Autre possibilité : assouplir les horaires de travail et plébisciter le télétravail pour ceux qui souffrent d’une maladie invalidante ou suivent un traitement lourd. Si nombre d’entreprises imaginent des difficultés insurmontables, seuls 20 % des recrutements nécessitent des aménagements, cofinancés par l’Agefiph. Mobilier ergonomique, logiciels de reconnaissance vocale, clavier braille, grossisseur de caractères, traducteur en langue des signes peuvent ainsi être préconisés, selon les cas, par la médecine du travail pour compenser le handicap. “Ces aménagements peuvent profiter aux autres salariés. Quand l’entreprise travaille à l’intégration des travailleurs handicapés, elle est amenée à s’interroger sur son organisation et à améliorer les conditions de travail en général. C’est donc un levier d’innovation”, précise Stéphanie Galvan, d’Ariane Conseil.

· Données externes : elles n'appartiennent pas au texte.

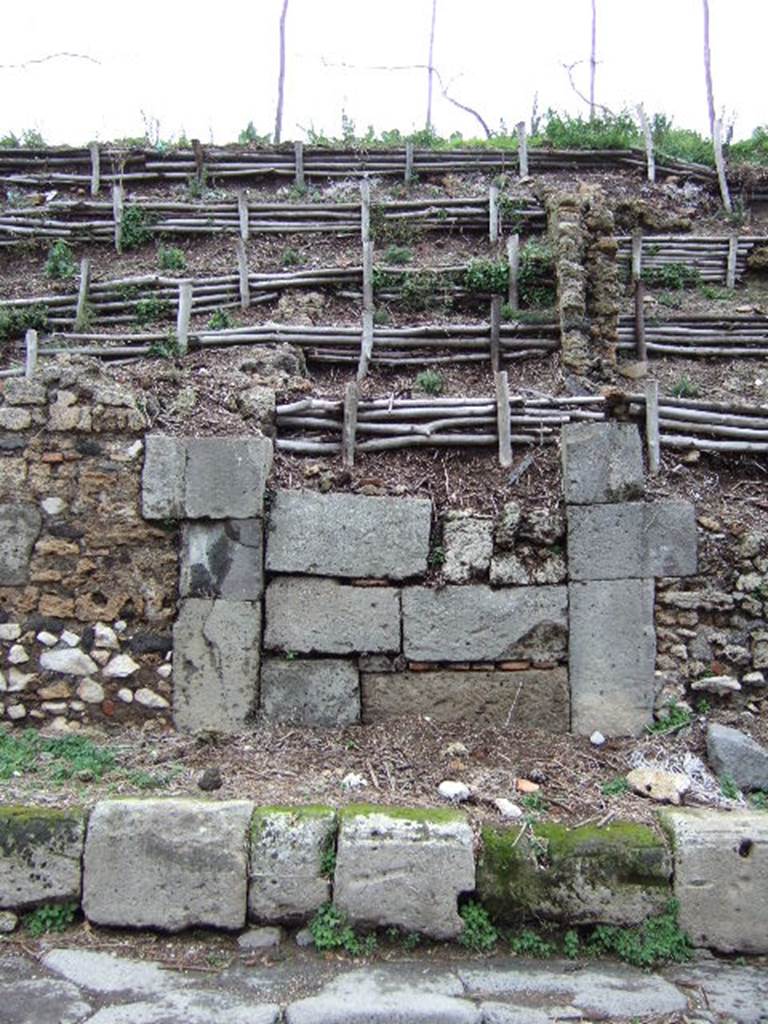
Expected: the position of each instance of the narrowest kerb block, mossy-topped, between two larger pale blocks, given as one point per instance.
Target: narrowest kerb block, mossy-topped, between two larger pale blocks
(288, 880)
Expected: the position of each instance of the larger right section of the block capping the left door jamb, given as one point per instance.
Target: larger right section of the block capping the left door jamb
(226, 478)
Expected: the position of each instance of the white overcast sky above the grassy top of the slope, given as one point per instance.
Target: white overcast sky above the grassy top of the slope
(209, 69)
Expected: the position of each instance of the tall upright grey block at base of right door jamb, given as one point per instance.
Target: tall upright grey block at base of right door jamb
(612, 657)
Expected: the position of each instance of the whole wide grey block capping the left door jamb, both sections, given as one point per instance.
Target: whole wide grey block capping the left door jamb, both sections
(205, 478)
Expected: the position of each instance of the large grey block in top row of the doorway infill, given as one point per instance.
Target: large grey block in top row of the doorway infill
(349, 535)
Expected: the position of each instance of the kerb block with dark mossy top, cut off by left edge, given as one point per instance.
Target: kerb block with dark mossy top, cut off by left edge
(40, 856)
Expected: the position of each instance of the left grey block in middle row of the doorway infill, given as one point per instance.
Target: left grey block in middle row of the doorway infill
(306, 615)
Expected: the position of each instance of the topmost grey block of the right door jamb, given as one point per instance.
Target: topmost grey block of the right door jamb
(602, 462)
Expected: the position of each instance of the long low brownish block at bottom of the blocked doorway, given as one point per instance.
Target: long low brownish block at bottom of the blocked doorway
(536, 700)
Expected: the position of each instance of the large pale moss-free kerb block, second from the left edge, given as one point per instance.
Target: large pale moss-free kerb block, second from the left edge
(167, 864)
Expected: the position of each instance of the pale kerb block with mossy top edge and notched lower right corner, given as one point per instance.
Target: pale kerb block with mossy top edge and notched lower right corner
(405, 869)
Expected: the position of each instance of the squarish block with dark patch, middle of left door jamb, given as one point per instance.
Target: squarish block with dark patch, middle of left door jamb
(223, 560)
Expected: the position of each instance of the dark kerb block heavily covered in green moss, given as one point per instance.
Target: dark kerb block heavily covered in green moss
(618, 875)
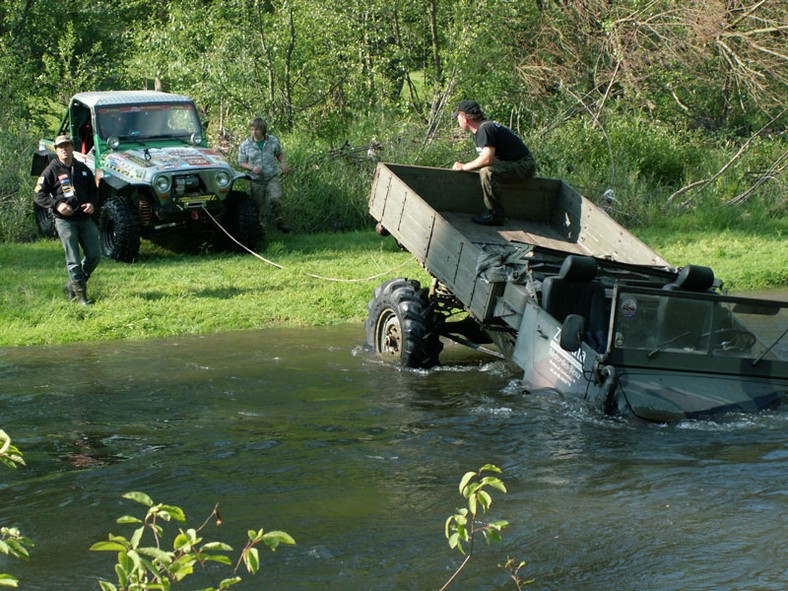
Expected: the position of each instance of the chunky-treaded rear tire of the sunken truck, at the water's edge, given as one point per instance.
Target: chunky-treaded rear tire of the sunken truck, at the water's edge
(401, 324)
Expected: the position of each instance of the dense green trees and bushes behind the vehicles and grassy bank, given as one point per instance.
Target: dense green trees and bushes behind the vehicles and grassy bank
(647, 98)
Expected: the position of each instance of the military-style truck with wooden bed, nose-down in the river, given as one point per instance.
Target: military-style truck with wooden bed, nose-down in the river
(582, 306)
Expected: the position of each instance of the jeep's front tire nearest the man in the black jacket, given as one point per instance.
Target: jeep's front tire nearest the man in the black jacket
(119, 229)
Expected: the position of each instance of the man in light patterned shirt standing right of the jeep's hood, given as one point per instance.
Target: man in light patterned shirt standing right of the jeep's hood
(262, 155)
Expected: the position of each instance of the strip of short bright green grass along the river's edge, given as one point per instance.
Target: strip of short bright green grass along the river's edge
(169, 294)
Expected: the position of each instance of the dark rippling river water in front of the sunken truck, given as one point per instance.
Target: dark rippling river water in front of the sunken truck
(304, 431)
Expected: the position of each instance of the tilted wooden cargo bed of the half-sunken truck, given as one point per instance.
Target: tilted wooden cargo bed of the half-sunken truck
(428, 211)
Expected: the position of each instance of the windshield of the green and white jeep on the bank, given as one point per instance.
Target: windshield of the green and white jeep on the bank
(148, 121)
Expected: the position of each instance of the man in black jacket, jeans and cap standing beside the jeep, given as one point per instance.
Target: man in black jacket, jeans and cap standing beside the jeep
(68, 188)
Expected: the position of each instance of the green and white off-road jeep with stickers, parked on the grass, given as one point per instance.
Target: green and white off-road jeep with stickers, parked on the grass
(156, 174)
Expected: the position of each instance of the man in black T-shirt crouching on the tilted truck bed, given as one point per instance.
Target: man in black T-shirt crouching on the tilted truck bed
(502, 158)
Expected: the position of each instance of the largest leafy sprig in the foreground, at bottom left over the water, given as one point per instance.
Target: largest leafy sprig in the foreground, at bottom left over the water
(145, 560)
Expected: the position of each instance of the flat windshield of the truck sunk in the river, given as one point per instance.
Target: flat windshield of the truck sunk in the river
(699, 331)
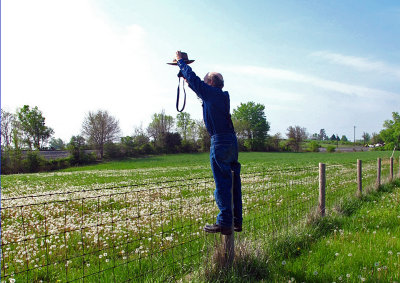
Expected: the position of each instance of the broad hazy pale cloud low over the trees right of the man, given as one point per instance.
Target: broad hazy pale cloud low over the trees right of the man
(293, 98)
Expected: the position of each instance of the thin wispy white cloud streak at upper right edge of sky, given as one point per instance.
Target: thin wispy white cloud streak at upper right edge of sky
(359, 63)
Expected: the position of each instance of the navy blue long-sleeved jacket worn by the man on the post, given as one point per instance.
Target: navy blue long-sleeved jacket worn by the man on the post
(216, 102)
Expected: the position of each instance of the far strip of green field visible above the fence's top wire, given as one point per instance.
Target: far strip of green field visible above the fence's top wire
(166, 168)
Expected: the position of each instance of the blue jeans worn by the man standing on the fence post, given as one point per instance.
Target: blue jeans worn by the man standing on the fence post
(224, 160)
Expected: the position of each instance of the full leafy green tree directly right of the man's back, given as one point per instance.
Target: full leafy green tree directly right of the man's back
(251, 124)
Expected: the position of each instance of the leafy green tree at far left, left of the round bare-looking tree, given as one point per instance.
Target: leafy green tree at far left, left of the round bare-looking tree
(32, 124)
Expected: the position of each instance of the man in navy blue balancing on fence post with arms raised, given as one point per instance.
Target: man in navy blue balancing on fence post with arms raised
(224, 147)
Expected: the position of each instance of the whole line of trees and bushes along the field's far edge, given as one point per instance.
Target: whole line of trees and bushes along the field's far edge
(24, 133)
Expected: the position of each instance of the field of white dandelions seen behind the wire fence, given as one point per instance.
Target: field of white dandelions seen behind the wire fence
(146, 224)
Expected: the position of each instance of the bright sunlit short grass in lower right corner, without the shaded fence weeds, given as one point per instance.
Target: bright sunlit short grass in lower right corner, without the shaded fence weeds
(360, 243)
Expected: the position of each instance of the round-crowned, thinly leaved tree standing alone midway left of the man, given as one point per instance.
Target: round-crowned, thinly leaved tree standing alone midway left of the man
(100, 128)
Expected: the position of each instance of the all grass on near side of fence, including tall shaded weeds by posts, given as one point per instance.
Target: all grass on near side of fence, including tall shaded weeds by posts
(357, 242)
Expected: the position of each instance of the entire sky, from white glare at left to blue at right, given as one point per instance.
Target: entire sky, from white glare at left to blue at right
(326, 65)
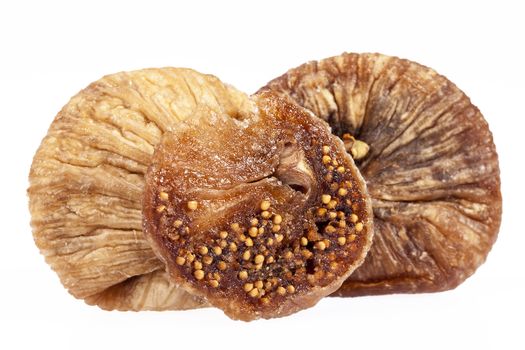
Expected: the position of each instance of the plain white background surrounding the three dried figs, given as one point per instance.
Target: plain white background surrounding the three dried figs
(50, 50)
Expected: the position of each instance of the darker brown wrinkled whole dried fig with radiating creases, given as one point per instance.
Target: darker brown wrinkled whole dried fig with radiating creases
(431, 168)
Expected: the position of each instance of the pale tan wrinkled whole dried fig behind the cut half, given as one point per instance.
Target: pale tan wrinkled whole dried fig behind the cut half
(87, 179)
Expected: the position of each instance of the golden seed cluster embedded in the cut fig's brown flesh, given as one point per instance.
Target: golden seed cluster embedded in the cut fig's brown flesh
(248, 245)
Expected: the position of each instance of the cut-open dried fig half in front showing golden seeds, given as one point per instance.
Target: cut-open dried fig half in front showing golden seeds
(261, 216)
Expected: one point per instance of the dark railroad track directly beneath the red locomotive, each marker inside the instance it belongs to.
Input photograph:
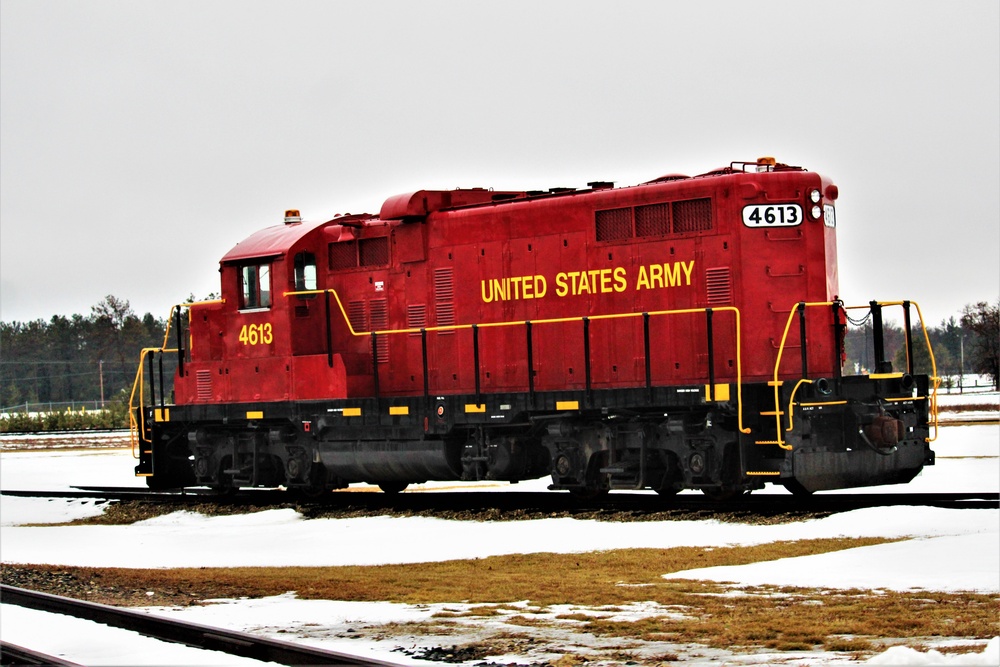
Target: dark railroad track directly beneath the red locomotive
(526, 502)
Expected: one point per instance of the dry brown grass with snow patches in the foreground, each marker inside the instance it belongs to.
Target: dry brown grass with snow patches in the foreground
(710, 614)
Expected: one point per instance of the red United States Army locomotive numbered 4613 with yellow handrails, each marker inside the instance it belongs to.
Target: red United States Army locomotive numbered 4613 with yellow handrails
(682, 333)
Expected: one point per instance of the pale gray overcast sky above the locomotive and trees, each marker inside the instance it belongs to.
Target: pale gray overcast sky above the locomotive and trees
(139, 141)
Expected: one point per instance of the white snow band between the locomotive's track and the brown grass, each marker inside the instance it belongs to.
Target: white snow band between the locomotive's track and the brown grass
(185, 539)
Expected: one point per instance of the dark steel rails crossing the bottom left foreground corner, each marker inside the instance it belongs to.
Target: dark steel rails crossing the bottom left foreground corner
(192, 634)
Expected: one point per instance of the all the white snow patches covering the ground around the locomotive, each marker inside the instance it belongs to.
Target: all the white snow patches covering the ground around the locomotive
(947, 550)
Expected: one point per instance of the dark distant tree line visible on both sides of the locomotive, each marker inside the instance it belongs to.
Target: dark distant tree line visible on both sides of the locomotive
(84, 359)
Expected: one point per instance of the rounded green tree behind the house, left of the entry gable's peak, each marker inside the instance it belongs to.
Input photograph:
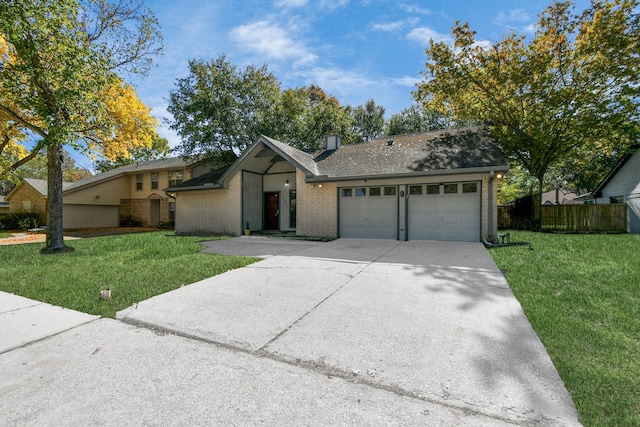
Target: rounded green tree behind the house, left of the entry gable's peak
(220, 107)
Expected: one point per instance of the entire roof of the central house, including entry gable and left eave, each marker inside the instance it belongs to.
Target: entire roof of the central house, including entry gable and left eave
(463, 150)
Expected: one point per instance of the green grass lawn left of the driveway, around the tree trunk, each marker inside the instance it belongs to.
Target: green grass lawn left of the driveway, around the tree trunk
(134, 266)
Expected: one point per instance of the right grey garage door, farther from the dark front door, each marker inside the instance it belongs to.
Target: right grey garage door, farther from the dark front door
(444, 212)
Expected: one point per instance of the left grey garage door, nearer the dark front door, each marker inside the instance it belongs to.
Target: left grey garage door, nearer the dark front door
(369, 212)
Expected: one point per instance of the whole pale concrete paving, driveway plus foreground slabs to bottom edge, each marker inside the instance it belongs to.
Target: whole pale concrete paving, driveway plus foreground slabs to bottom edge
(355, 332)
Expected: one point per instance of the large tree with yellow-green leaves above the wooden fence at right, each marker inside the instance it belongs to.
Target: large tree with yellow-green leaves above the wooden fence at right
(574, 86)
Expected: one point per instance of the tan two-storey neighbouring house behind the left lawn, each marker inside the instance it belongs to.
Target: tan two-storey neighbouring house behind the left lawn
(133, 190)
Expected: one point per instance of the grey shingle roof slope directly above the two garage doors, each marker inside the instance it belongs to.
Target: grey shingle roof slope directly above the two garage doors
(453, 149)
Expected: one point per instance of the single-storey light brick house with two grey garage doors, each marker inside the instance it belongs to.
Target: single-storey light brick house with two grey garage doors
(437, 186)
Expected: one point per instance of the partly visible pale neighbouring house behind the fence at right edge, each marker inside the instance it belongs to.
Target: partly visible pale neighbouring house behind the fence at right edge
(621, 185)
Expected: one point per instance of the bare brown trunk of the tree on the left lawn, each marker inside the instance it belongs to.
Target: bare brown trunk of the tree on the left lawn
(55, 231)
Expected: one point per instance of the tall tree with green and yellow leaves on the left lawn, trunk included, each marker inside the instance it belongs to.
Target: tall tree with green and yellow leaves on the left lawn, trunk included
(59, 83)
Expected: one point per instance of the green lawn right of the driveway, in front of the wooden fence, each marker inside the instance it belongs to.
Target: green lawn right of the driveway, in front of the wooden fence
(582, 296)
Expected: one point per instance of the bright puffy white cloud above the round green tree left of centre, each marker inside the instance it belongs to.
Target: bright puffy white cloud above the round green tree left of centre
(273, 42)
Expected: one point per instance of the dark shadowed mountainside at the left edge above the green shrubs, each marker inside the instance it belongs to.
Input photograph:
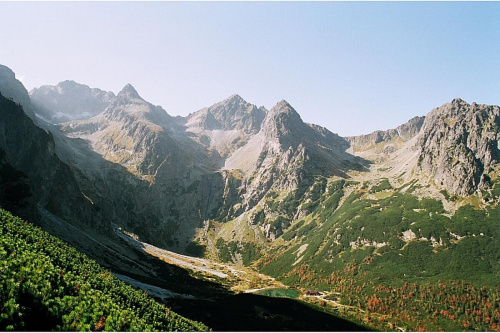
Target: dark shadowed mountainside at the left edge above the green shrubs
(32, 175)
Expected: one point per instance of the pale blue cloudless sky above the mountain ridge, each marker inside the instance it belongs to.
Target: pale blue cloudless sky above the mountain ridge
(352, 67)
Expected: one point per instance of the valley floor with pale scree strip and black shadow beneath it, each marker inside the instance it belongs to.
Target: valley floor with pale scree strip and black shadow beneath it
(224, 297)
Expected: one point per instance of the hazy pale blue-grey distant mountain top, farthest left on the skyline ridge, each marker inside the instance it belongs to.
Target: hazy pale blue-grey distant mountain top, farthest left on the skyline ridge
(69, 101)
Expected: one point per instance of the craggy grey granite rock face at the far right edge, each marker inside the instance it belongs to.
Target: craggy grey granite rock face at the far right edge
(459, 145)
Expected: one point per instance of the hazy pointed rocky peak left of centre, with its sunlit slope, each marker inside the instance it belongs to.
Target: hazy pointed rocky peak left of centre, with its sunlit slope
(143, 138)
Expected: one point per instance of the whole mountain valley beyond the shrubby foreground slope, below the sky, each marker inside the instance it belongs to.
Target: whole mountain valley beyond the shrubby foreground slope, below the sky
(395, 230)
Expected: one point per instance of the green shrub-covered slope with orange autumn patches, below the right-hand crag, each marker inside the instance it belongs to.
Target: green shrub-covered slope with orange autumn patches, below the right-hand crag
(398, 258)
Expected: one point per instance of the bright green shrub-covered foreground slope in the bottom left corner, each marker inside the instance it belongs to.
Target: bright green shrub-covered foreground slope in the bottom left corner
(46, 284)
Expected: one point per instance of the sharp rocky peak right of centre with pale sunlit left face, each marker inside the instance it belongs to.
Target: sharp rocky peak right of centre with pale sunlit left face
(287, 154)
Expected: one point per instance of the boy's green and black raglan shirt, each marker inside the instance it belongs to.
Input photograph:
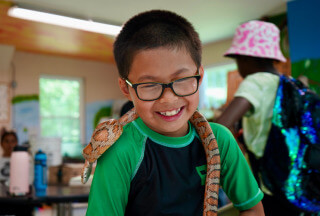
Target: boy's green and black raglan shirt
(145, 173)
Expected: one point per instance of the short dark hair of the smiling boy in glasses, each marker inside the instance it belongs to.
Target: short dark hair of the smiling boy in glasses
(153, 29)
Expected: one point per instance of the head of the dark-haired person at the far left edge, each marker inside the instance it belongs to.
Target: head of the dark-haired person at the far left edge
(9, 140)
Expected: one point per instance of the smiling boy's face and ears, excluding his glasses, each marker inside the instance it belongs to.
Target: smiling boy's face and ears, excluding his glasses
(169, 114)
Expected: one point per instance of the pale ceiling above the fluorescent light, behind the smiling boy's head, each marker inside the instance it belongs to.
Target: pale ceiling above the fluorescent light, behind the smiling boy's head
(213, 19)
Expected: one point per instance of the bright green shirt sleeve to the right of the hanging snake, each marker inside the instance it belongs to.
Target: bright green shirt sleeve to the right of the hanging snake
(236, 177)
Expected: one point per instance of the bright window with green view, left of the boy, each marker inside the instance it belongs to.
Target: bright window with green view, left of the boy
(61, 112)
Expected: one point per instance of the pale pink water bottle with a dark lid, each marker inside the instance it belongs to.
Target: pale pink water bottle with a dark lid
(19, 171)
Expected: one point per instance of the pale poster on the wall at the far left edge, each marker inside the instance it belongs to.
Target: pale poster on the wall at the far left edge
(4, 103)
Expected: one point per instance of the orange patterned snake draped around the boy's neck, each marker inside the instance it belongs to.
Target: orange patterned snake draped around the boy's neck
(108, 132)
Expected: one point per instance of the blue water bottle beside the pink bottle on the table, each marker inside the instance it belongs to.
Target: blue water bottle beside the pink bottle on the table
(40, 173)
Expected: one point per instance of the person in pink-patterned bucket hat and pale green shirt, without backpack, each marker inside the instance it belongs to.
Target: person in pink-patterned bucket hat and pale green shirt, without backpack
(255, 48)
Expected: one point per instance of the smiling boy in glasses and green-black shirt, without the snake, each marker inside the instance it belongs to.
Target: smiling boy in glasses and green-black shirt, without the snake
(157, 165)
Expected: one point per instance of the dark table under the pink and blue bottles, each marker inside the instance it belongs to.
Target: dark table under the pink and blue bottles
(63, 196)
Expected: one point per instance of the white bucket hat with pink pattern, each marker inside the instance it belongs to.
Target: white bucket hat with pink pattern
(257, 39)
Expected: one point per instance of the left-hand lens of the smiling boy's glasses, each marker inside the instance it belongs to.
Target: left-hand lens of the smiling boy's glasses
(149, 91)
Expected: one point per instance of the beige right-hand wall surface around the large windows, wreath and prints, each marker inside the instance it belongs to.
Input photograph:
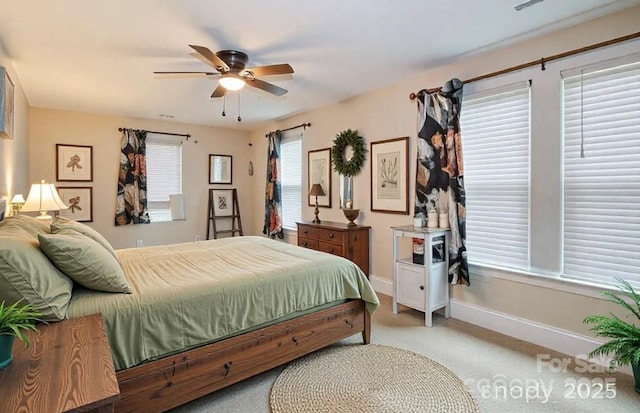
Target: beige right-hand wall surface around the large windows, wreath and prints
(388, 113)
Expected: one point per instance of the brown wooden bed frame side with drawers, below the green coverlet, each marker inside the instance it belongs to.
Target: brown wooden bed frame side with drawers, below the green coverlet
(172, 381)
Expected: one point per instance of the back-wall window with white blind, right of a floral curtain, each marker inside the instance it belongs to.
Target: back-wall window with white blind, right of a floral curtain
(164, 175)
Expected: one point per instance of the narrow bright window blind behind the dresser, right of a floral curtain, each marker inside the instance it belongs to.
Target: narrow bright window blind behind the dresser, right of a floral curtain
(291, 179)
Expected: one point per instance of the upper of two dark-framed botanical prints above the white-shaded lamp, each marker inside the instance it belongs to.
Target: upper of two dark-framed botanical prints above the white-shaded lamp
(74, 163)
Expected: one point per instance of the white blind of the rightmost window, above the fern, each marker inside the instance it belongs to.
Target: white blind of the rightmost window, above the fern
(602, 188)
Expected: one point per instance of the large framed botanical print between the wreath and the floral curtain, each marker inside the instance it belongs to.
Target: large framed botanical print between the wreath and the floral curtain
(389, 176)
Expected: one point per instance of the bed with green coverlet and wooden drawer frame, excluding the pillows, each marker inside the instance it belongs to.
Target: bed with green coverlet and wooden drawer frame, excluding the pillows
(205, 315)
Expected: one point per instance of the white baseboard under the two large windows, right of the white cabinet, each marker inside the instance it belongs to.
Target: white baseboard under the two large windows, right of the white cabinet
(563, 341)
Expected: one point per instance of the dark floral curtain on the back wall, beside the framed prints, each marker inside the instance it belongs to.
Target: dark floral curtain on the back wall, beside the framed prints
(131, 204)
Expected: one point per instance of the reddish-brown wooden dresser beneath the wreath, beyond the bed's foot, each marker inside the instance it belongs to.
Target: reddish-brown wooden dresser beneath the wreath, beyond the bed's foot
(351, 242)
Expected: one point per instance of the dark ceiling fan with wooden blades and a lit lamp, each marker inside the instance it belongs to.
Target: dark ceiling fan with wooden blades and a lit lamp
(234, 75)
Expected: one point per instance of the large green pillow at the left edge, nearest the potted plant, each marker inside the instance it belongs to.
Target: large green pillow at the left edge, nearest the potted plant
(26, 274)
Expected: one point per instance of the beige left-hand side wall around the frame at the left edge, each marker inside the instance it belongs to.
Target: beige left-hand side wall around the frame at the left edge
(14, 153)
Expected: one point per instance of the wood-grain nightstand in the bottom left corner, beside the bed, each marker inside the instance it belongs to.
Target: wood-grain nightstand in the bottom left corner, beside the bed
(67, 368)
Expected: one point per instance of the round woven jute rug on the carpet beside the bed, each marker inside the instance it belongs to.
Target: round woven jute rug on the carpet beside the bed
(371, 379)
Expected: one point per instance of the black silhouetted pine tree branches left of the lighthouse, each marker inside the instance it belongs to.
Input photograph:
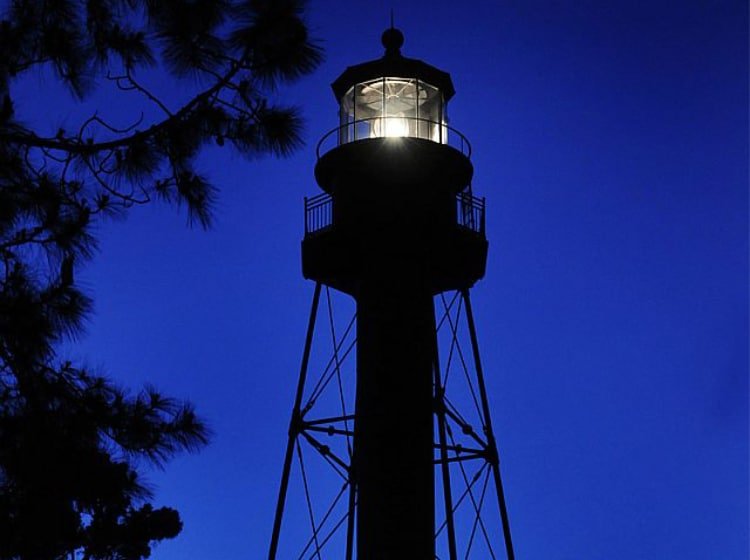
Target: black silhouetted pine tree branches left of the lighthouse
(70, 441)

Pour créer un environnement propice à l’accueil d’un nouveau collaborateur, les entreprises sensibilisent, notamment grâce à des modules de e-learning, leurs équipes et leurs managers. “Les salariés ont des difficultés à appréhender le handicap. Les troubles psychiques notamment peuvent faire peur par méconnaissance.
Certaines entreprises mettent en place des formations pour inciter leurs collaborateurs et leurs managers à changer leur regard sur le handicap. On leur prouve que ces personnes sont capables de travailler”, explique François Bénard, de JLO Emploi. Ainsi, durant deux ans, Auchan a fait intervenir une troupe de théâtre pour aider ses salariés souvent désarmés à s’approprier les bonnes pratiques et à répondre à leurs interrogations. Grâce à des saynètes sur la vie quotidienne au travail, les collaborateurs ont pu aborder cette question complexe sans tabou et dédramatiser les situations. Les jeux et autres ateliers sensoriels, les films et BD ou tout simplement les campagnes d’affichage sont autant d’outils pour balayer les idées reçues.